Categories: book reviews | 1 Comments

12 November 2004
Eats, Shoots & Leaves: The Zero Tolerance Approach to Punctuation, Lynne Truss. Published April 2004

Eats, Shoots & Leaves: The Zero Tolerance Approach to Punctuation, Lynne Truss.

Try this: go to your local library or nearest bookstore, pick up this book, turn to a random page and read a couple of paragraphs (read an example or two while you’re there). If you’re not clutching your sides and howling riotously OR thinking about that one other grammar stickler you know and how you wish he/she were there to share the truth and hilarity with (for me, it’s my whole family), you might as well just put the book down and forget I said anything. If ever there was a book written for a niche market, this is it. And who knew this niche was so sizeable?

Not only does this book call upon some hysterical grammatical injustices, it sets the record straight on a lot of style guide stuff, like: periods (erm, full stops, that is) outside or inside quotation marks, plurals of plural surnames, effective comma use, dangling apostrophes, and a whole slew of other punctuation goodies (preview them, & test your level of sticklerness here). If you’re not already slack-jawed with awe and anticipation, move on; if you are, run, don’t walk, and get a hold of this gem.

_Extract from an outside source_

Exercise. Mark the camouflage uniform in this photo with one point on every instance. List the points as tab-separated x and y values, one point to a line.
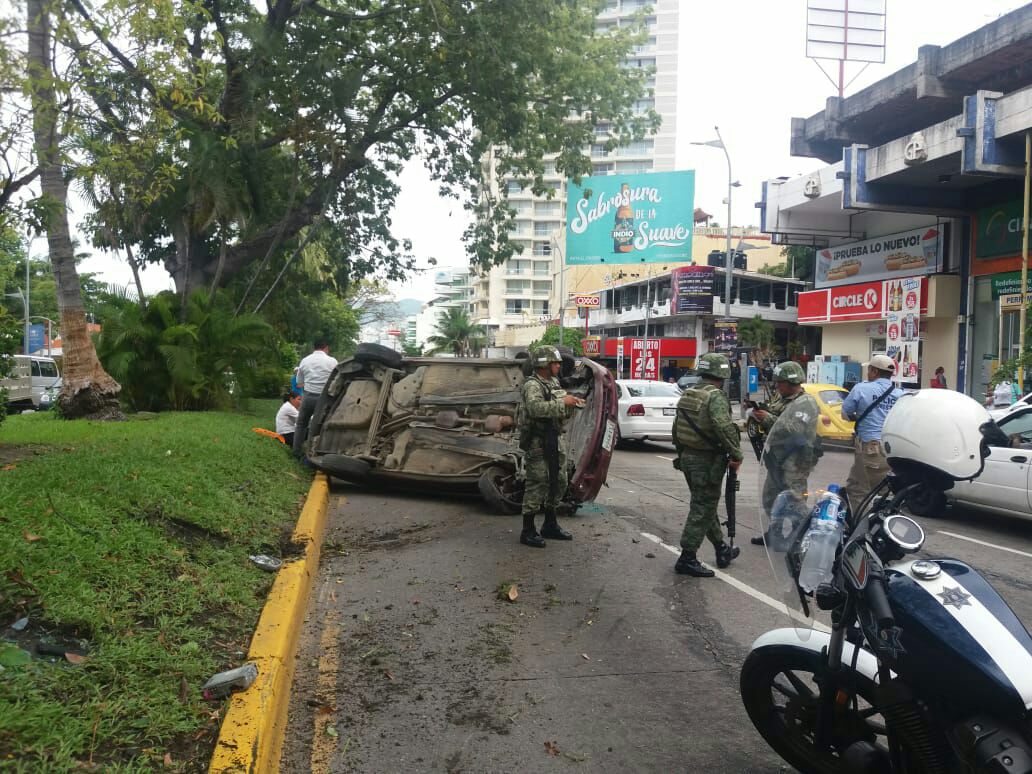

Categories: book reviews | 1 Comments

10 November 2004
Knitting for Anarchists, Anna Zilboorg. Published September 2002

Knitting for Anarchists, Anna Zilboorg. Published September 2002

Perhaps unfairly, I had exceedingly high expectations for this book. When I stumbled upon the record for it in my public library’s catalogue, I was thrown. A book about knitting and anarchy? Why, it must have been written just for me! As you have probably already guessed, expectations were not met. This book is less about knitting for anarchists than it is about knitting for people who have tried to follow the canon of established knitting rules and conventions and simply didn’t like it (quite different from anarchy, that). There is a lot of how-to information in the first half of the book (remarkably lacking in illustration), and much of it is in the “this is how other knitting books tell you to do this, but you can also do it like this if you’d like” vein, which was interesting and refreshing (I particularly appreciated the part where Zilboorg says — and I’m paraphrasing — “don’t like weaving in ends? Don’t bother! Who’s going to see the wrong side of your sweater anyway?” To which I respond, hip huzzah!). Ultimately I think I was expecting something quite different from this book (not a peep about free form knitting!), which is part of the reason why it doesn’t work for me. But expectations aside, when most of the knitting instruction and patterns disappoint you, there just isn’t enough left to redeem it.

Categories: book reviews | 2 Comments

4 October 2004
Dude, Where’s my Country?, Michael Moore
Unabridged audiobook 2003

Dude, Where’s my Country?, Michael Moore
Unabridged audiobook 2003

I don’t think I’d do a Michael Moore on audio again. It might have been OK if Michael was doing the reading, because this narrator botched some of the irony, which ruined things for me a fair bit.

Anyway. In Dude, Where’s my Country?, Moore picks up where he left off in Stupid White Men — more about George, more about the Saudi ruling family, more about Iraq, and a bit more about The Big Corporations. I’m glad there’s someone writing these sorts of books, someone with as much vitriol as Moore anyway. I think it’s a good thing that “political humour” stays at the top of the bestseller lists for so long because that means mass amounts of people are reading it. And that can only be a good thing.